雑誌論文は査読済みの研究を表しており、学術的な著作の中で最も信頼できる出典の一つです。それらを正しく引用することは、学術的なプロセスへの敬意を示し、読者があなたの出典の質と関連性を評価する助けとなります。
DOIの理解
デジタルオブジェクト識別子(DOI)は、学術論文の永続的な識別子です。雑誌が新しいプラットフォームに移行すると変わる可能性のあるURLとは異なり、DOIは一定のままです。これにより、デジタル論文にとって好ましい所在要素になります。ほとんどの学術雑誌は出版されたすべての論文にDOIを割り当てており、これらは通常、論文ページやPDFに目立つように表示されています。
完璧な雑誌引用を作成する
雑誌引用形式を理解することは不可欠ですが、適切に書式化された引用を作成することは時間がかかる場合があります。私たちの引用ジェネレーターが詳細を処理し、あなたのすべての出典において正確さと一貫性を確保します。
よくある質問
- 巻番号と号番号の両方が常に必要ですか?
- 利用可能な場合は両方を含めてください。一部の雑誌は巻番号のみを使用しており、その場合はそれのみを含めます。雑誌自体の引用情報を確認してください。
- DOIが見つからない場合はどうすればよいですか?
- 代わりに安定したURLを使ってください。

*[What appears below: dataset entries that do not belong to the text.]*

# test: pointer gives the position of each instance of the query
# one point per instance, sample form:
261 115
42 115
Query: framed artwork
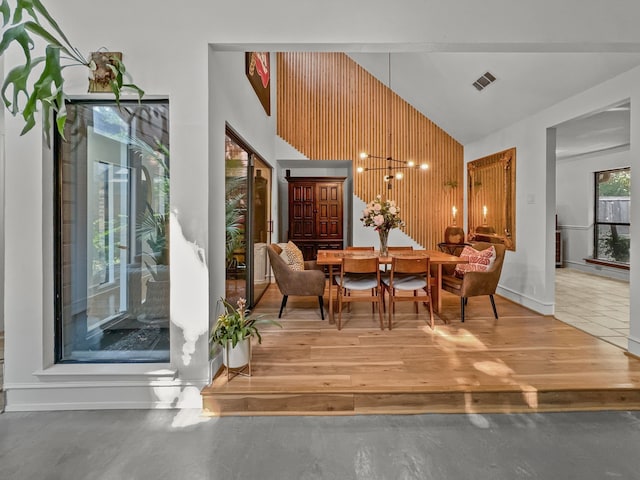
259 74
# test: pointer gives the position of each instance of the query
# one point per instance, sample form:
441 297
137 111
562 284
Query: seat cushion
406 282
359 281
451 283
294 256
479 260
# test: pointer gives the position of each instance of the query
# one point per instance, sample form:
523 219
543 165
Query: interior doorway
248 224
592 160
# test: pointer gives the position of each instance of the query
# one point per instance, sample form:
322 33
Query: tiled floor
594 304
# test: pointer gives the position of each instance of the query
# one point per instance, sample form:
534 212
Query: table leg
331 318
435 292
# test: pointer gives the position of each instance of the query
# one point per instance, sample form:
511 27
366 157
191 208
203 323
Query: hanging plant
29 19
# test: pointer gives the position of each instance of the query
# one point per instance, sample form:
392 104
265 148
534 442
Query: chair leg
430 309
340 295
321 303
283 304
380 300
493 304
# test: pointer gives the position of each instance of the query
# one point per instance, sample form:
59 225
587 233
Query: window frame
58 236
597 223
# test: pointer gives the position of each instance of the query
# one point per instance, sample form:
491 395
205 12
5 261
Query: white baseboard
101 396
526 301
634 346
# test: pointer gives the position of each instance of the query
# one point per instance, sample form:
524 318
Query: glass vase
384 236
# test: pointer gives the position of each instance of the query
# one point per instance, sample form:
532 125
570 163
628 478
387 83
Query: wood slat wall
330 108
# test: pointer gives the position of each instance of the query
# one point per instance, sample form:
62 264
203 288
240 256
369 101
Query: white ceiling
439 85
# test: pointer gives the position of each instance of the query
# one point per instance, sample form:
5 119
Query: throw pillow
296 260
479 260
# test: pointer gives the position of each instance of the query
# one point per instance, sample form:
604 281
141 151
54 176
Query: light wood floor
1 371
594 304
521 362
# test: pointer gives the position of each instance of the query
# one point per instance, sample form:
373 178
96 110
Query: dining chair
395 249
308 282
353 248
408 274
359 274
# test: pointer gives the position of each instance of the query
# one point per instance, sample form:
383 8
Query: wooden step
522 362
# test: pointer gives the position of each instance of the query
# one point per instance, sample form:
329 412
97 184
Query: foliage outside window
612 237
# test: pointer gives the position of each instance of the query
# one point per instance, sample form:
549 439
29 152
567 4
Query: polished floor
594 304
173 445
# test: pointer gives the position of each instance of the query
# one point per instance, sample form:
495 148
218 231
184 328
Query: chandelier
394 167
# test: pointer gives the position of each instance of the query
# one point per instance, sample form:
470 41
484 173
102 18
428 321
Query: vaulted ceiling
440 85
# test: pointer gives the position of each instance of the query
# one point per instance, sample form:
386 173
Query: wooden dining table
333 258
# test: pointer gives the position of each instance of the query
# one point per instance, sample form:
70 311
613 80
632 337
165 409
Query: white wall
173 66
574 205
529 272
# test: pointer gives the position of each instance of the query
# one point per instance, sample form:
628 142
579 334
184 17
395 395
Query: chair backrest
500 253
415 265
487 282
368 264
400 248
280 268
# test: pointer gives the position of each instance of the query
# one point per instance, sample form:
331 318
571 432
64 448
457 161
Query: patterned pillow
479 260
296 260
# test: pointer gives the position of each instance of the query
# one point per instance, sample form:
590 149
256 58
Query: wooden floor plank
521 362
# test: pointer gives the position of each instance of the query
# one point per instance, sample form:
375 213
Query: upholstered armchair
474 284
307 282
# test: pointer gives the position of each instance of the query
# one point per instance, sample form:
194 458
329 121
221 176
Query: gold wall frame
491 200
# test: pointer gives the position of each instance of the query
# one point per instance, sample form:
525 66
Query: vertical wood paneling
330 108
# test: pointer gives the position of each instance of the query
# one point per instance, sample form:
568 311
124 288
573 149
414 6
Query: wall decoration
258 72
492 198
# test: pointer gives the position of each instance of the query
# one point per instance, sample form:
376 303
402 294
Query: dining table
333 258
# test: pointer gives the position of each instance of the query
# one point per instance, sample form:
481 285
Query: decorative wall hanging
258 72
103 66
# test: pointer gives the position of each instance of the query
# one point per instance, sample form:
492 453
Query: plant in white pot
233 331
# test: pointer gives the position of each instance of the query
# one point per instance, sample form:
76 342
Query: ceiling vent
484 81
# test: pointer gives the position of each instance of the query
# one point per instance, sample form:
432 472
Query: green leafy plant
234 325
154 226
235 211
29 19
616 246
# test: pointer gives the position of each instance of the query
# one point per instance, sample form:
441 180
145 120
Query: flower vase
384 236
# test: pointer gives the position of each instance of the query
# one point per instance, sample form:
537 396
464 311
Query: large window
612 219
112 242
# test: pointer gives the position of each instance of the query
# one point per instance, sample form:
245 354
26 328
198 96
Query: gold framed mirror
491 198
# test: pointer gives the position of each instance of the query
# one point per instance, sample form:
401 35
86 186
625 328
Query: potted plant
40 79
233 331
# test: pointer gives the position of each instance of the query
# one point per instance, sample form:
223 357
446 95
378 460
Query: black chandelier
394 167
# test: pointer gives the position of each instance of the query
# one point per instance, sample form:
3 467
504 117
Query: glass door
247 221
261 226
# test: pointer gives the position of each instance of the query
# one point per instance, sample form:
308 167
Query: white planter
239 356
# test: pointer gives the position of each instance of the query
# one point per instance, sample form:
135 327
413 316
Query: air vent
484 81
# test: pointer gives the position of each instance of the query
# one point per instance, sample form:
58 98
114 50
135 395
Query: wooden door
316 213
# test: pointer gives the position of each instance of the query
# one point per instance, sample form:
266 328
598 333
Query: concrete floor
117 445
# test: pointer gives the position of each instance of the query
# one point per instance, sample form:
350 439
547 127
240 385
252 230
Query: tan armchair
307 282
474 284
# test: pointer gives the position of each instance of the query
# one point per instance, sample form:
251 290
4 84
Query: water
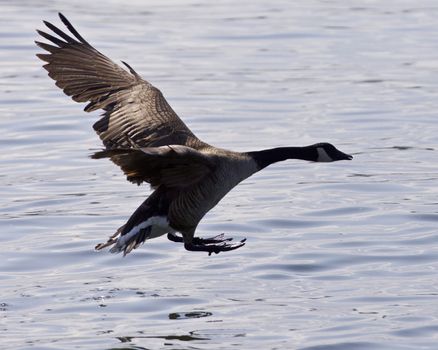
339 256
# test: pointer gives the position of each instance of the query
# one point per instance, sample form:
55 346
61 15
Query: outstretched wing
174 166
136 113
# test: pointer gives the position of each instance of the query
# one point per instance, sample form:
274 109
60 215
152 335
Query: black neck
269 156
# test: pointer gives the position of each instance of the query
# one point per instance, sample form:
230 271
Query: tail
152 212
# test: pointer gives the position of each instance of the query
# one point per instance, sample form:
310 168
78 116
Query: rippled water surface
339 256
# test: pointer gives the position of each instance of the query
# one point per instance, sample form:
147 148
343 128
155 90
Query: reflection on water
338 256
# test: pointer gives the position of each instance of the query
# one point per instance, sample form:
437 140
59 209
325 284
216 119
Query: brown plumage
150 143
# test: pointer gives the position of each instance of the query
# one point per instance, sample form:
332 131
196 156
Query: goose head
326 152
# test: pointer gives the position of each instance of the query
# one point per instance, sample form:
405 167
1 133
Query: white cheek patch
323 156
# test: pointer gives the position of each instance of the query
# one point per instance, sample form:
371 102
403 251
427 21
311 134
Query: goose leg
214 247
200 241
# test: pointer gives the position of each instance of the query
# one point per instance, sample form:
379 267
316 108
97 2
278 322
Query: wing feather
173 166
135 112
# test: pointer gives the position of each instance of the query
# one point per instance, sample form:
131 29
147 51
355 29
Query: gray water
339 256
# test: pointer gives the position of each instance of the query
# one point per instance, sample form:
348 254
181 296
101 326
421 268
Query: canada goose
150 143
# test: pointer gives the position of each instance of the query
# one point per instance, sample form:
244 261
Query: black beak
343 156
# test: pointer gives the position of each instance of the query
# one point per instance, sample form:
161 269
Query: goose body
150 143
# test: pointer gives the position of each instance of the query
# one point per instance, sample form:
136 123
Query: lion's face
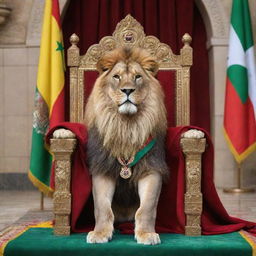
126 104
127 87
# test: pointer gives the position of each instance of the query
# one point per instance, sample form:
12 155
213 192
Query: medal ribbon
134 160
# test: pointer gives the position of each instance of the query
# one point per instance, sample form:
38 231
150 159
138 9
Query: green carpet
42 242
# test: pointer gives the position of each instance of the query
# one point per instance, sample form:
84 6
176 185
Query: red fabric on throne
168 20
170 213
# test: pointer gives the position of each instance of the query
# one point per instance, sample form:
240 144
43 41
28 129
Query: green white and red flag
240 101
49 96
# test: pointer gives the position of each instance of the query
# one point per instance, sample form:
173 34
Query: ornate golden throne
129 33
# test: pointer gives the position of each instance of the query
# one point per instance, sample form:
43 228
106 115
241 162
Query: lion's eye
137 77
117 77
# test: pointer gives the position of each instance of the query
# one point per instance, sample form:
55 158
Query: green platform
42 242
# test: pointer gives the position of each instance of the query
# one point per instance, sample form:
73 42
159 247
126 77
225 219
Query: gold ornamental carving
130 33
193 149
62 150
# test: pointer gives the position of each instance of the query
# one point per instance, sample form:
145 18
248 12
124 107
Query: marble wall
19 51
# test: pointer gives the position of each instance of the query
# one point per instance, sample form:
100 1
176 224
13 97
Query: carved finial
186 39
74 39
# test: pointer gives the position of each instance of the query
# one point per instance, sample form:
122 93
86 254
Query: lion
124 110
124 114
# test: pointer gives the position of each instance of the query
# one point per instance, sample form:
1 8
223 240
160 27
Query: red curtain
168 20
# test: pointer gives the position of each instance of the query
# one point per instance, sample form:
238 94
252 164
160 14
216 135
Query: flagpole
42 201
239 188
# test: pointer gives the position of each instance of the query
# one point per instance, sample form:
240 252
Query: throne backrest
129 33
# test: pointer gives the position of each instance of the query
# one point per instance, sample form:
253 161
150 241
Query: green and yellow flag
49 96
240 101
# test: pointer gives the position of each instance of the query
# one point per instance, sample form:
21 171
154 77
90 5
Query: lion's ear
150 65
108 61
104 64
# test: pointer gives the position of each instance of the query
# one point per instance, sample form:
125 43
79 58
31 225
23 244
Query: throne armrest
62 146
193 145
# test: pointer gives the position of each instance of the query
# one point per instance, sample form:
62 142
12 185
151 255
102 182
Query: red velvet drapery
168 20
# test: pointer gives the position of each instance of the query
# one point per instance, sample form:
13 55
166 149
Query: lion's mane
124 135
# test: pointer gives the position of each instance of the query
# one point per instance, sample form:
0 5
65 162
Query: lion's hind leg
149 188
103 191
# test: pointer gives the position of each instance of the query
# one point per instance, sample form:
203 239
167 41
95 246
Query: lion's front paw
63 134
193 134
147 238
98 237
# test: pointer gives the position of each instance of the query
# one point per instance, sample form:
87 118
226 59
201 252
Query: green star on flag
60 46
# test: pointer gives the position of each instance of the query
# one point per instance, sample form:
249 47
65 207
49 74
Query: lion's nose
127 91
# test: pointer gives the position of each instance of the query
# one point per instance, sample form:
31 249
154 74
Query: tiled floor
15 204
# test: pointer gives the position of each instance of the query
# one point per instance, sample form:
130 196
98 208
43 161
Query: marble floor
15 204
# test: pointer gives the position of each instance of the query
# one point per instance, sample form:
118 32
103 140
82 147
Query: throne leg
193 149
62 150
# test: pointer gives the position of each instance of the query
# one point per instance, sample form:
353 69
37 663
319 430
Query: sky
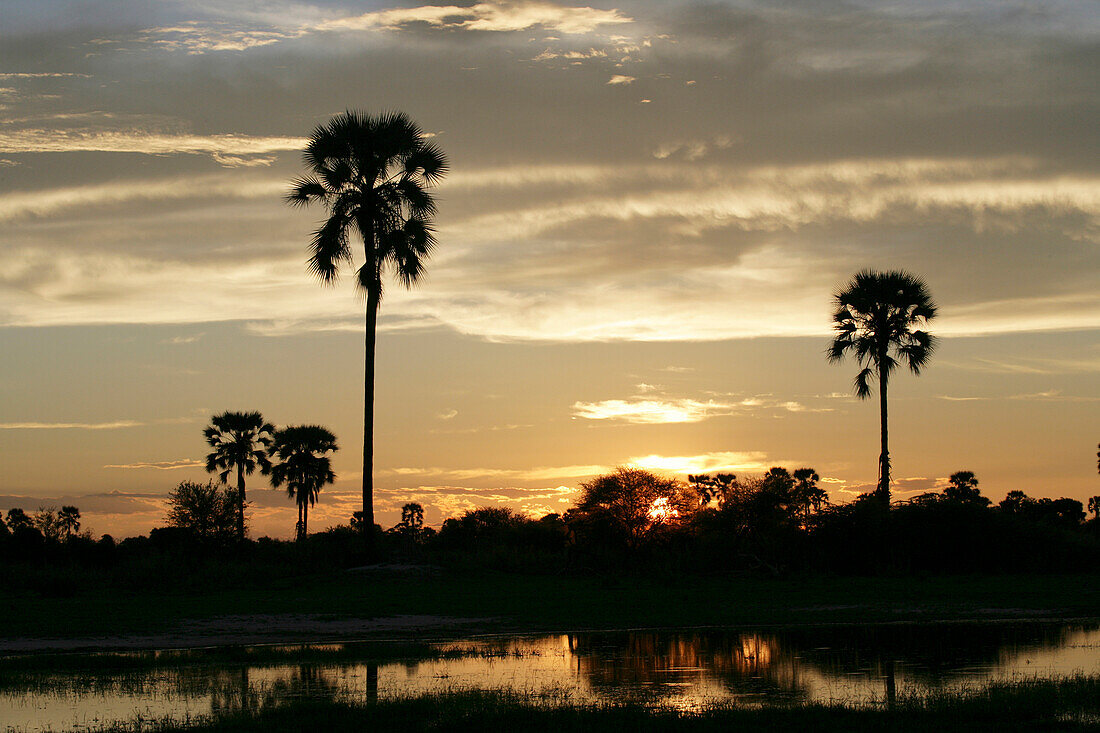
649 207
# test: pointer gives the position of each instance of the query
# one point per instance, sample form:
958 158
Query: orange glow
661 512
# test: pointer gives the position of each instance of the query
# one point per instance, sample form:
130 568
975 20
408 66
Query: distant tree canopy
207 511
963 488
631 504
1064 512
239 442
880 319
304 467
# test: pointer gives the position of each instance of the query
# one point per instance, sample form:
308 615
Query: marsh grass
130 670
1066 703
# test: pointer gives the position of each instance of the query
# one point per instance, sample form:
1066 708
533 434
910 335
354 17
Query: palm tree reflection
656 666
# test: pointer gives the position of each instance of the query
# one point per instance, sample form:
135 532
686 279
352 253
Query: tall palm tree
240 440
372 174
880 317
68 518
303 466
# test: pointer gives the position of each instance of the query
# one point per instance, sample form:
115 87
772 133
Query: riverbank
413 602
1066 704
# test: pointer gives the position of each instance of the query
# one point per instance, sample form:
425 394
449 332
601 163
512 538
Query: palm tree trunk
240 506
883 490
372 321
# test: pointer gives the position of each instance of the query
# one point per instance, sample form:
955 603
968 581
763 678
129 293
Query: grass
521 602
1064 704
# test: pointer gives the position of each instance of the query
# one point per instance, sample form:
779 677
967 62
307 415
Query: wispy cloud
726 461
485 17
161 466
656 411
138 141
650 411
114 425
538 473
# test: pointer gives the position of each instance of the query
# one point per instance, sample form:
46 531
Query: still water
683 669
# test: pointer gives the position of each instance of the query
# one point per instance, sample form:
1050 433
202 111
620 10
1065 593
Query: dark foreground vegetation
631 521
1066 704
637 550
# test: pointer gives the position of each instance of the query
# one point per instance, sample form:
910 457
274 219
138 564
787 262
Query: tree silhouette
807 494
69 520
205 510
963 488
629 504
413 518
372 175
240 440
18 520
713 488
303 467
880 318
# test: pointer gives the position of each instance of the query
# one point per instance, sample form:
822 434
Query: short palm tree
880 317
372 174
303 467
240 440
68 518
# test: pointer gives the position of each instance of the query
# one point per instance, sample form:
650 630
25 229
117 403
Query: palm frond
862 383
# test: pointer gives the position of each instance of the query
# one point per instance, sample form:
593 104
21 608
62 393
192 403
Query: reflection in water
856 665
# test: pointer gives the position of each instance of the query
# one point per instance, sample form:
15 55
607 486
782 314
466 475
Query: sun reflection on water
682 670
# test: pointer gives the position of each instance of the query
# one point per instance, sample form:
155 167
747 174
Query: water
685 669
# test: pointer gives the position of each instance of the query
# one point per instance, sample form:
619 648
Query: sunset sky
649 206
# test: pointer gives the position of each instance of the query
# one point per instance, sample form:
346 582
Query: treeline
776 524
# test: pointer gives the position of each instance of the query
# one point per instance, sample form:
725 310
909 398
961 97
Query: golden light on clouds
633 185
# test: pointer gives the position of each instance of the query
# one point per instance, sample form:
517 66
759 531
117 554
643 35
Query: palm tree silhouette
303 467
880 318
239 440
68 518
372 175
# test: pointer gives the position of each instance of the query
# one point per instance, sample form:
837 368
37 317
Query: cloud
538 473
660 411
725 461
228 146
161 466
485 17
491 17
648 412
114 425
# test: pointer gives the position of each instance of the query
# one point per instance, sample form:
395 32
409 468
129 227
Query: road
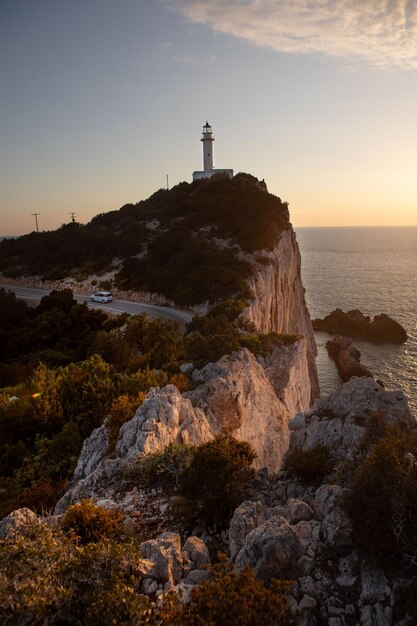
117 306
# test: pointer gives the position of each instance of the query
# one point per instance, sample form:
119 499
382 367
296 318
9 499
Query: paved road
117 306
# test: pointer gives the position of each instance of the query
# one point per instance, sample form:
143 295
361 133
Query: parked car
102 296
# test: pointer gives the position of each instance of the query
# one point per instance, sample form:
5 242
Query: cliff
301 530
278 302
252 400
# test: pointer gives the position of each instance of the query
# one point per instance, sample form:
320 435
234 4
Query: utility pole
35 215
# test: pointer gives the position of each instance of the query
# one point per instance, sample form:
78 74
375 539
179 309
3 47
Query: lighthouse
207 140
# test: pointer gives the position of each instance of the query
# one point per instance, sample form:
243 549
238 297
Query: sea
372 269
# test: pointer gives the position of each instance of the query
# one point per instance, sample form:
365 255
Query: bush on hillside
382 500
229 598
48 579
85 522
309 466
215 481
164 467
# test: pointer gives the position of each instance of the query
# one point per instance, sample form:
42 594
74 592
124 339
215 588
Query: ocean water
374 270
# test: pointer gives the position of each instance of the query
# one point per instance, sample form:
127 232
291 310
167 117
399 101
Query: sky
100 100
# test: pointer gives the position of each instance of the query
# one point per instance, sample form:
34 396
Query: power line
35 215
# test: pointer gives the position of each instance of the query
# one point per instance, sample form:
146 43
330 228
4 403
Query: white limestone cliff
278 302
237 395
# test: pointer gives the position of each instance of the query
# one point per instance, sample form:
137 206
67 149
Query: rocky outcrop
356 324
16 522
303 532
347 358
278 298
238 395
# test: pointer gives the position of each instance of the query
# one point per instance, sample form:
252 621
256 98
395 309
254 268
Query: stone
186 368
327 499
93 451
355 324
374 585
162 557
237 397
307 603
16 522
279 305
299 511
197 552
360 397
272 549
248 516
346 567
297 422
197 576
347 358
149 586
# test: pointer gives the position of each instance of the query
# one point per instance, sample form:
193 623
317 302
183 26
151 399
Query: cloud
382 33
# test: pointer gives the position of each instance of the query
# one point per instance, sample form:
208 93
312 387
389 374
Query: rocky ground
283 529
355 324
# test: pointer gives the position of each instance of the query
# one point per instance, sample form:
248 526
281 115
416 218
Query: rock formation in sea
347 358
355 324
279 303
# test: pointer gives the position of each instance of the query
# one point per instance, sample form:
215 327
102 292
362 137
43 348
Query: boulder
347 358
272 549
16 522
93 451
299 511
248 516
162 558
196 551
355 324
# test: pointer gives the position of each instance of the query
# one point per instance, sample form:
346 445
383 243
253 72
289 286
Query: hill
185 243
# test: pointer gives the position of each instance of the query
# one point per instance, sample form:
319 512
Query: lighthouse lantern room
208 171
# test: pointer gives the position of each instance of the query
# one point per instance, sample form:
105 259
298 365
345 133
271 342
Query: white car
102 296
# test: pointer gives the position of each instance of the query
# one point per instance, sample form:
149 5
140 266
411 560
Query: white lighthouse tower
207 140
208 171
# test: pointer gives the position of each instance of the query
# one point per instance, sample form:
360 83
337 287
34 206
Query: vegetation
85 522
215 481
182 258
229 598
211 478
309 466
382 500
71 369
47 578
164 467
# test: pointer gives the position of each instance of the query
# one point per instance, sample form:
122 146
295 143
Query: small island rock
356 324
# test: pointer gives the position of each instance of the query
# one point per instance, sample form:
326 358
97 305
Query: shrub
181 381
161 467
47 579
214 483
231 599
309 466
382 501
85 522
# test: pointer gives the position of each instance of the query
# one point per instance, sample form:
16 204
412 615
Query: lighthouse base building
208 170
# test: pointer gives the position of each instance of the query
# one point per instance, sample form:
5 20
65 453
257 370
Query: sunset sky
101 99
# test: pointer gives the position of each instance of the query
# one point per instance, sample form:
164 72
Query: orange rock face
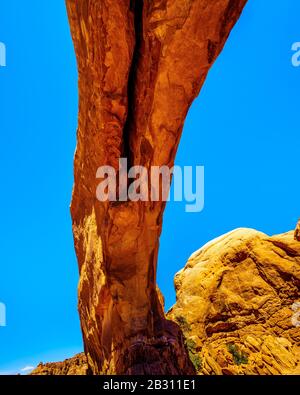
297 231
140 63
238 304
70 367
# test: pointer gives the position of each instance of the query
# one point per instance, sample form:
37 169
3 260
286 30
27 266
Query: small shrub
239 357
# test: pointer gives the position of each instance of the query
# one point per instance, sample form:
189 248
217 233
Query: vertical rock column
140 64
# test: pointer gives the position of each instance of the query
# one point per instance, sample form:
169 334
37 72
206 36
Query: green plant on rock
239 357
196 361
182 322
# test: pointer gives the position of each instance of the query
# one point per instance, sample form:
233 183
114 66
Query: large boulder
238 304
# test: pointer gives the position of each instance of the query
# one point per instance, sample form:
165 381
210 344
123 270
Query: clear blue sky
244 128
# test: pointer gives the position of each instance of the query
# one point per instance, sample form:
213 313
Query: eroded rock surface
140 63
72 366
238 304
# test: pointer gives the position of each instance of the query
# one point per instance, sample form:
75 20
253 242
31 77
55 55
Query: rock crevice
140 66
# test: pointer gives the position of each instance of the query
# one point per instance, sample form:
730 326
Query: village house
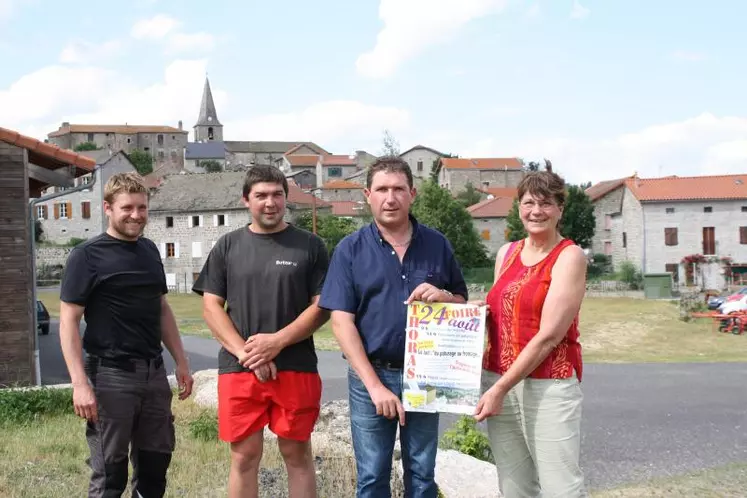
29 166
80 215
188 213
421 160
164 143
656 222
341 190
455 173
489 218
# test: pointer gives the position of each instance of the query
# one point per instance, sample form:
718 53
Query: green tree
469 196
578 221
211 166
332 229
142 161
86 146
434 206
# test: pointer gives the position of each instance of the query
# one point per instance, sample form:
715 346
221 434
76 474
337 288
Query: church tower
208 128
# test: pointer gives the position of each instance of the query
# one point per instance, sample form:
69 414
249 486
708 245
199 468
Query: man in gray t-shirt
260 287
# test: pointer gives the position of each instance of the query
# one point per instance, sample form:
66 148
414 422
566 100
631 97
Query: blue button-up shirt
366 278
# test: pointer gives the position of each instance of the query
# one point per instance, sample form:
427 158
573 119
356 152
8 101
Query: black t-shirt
267 280
120 283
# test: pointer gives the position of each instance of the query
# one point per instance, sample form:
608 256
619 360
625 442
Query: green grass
720 482
613 330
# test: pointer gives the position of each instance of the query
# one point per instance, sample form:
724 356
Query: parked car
715 302
42 318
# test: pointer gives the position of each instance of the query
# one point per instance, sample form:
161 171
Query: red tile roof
482 163
348 208
692 188
121 129
337 184
297 196
47 154
338 160
302 160
599 190
498 207
499 191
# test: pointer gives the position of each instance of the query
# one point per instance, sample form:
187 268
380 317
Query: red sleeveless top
516 300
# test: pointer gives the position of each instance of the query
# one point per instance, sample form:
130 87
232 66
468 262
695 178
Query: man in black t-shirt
117 282
260 287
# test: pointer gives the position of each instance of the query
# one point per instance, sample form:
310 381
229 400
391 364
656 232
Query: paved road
640 421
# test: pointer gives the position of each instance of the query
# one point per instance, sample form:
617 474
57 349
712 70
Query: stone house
188 213
656 222
421 160
29 166
455 173
197 152
164 143
342 190
81 214
489 218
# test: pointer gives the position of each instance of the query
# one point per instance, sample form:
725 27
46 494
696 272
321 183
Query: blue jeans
373 442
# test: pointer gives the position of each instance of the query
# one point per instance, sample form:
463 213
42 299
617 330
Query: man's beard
128 230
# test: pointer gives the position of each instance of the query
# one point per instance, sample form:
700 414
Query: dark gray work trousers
134 416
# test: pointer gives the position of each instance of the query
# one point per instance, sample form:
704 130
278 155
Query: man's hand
429 294
261 349
184 380
387 404
84 402
266 372
490 404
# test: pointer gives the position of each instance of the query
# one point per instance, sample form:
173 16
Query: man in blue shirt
373 274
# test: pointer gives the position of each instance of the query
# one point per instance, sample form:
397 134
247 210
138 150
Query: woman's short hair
543 185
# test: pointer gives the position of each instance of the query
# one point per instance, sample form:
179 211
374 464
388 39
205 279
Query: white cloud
181 42
155 28
578 11
330 122
411 26
683 55
167 30
702 145
81 52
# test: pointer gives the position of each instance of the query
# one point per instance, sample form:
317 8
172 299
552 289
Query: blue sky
603 88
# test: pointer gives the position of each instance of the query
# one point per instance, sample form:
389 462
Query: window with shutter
709 241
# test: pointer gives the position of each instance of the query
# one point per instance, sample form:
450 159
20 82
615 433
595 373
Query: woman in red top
532 366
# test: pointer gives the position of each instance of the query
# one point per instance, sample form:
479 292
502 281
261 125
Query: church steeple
208 128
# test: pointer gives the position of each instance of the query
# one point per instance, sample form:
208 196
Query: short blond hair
124 183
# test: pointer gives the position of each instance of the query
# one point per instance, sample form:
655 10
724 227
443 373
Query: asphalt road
640 421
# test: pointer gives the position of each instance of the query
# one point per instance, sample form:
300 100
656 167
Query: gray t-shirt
267 280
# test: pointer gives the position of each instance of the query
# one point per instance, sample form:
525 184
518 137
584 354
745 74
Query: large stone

古い論文や特定の雑誌には、DOIが存在しない場合があります。その論文の雑誌ウェブサイトのURLで問題ありません。
- 出版月を含めるべきですか?
- 学術雑誌については、年のみを含めてください。月は雑誌記事や新聞に使われますが、学術雑誌には使われません。
- データベースを通じてアクセスした論文はどう引用すればよいですか?
- 利用可能な場合はDOIを含めてください。データベース名を記載する必要はありません。DOIがない場合は、データベースのURLを含めることができますが、直接の雑誌URLが好まれます。
結論
MLA形式で雑誌論文引用を習得することは、学術的な成功にとって不可欠です。著者、論文タイトル、雑誌タイトル、巻、号、年、ページ、DOIという核となる要素を理解することで、研究の中で出会うあらゆる雑誌論文を自信を持って引用できます。一貫性と細部への注意が鍵であることを忘れず、あなたの著作の正確さを確保するために、引用ツールを使うことをためらわないでください。